Counter Attack and Other Poems, Sassoon's second extensive collection of verse, continues in the same vein; the title poem offers one of Sassoon's most graphic accounts of the war's carnage, while poems like "Does It Matter?" satirically downplay the physical damage inflicted on soldiers. As Bernard Bergonzi states in Heroes' Twilight, Sassoon presents these glimpses of the war and its consequences "as a means of forcibly impressing on the civilian world some notion of the realities of front-line life." Sassoon stated in similar terms that his war poems were "deliberately written to disturb complacency."
He used the same ethic in postwar volumes such as Satirical Poems and The Road to Ruin, although his targets here include politicians and the news media in addition to the continued militarism of European nations in the 1920s and 1930s. A quieter, philosophical tone is also evident in Sassoon's poetry beginning in the 1920s, with collections such as The Heart's Journey voicing the poet's questions about the meaning of life and the passage of time. These metaphysical musings are often combined with Sassoon's observations of nature and speak of his bond with the rural English landscape.

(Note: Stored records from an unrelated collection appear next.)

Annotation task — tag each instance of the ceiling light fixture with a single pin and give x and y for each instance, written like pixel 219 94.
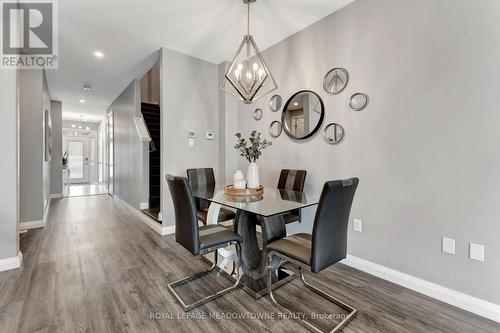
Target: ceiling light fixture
pixel 247 74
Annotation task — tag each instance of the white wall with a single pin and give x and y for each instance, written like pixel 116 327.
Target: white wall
pixel 189 103
pixel 425 149
pixel 9 217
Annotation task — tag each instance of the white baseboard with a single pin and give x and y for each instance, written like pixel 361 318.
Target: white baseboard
pixel 31 225
pixel 11 263
pixel 158 227
pixel 460 300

In Sequences, a 1956 compilation, Sassoon's ruminations give way to religious conviction and mirror the spiritual conversion that the poet underwent in the 1950s.
Critical Reception
Sassoon's controversial war poetry has received mixed reactions. Many critics, including some of Sassoon's friends and fellow poets, have disapproved of Sassoon's treatment of combat, claiming that his verse deals only with war's immediate and startling aspects. They have maintained that his anger invalidates his work aesthetically because his descriptions appeal to the senses rather than the imagination. Wilfred Owen concluded that Sassoon's poems do not expand and intensify the horror of war into a greater human context, but rather enjoin the reader to react to the moment. According to John Middleton Murry, there is "a lack of finished artistry" about Sassoon's work, a negativity that terrifies and then numbs so that the reader cannot absorb the full aesthetic experience. Virginia Woolf stated that Sassoon "deserted art in a compulsion to express the intolerable." Others have found more value in Sassoon's work, noting that his war poems emphasize common speech, human interaction, and concrete details—traits that indicate a clear break from the abstraction and idealization of much Georgian verse. Sassoon's work has also been appreciated as a chronicle of his times, a depiction of a generation's transformation from the pastoral simplicities of the past to the violent uncertainties of the modern age. In documenting this era, Sassoon's satiric mockery of warfare has proved an influential model for other artists in the twentieth century.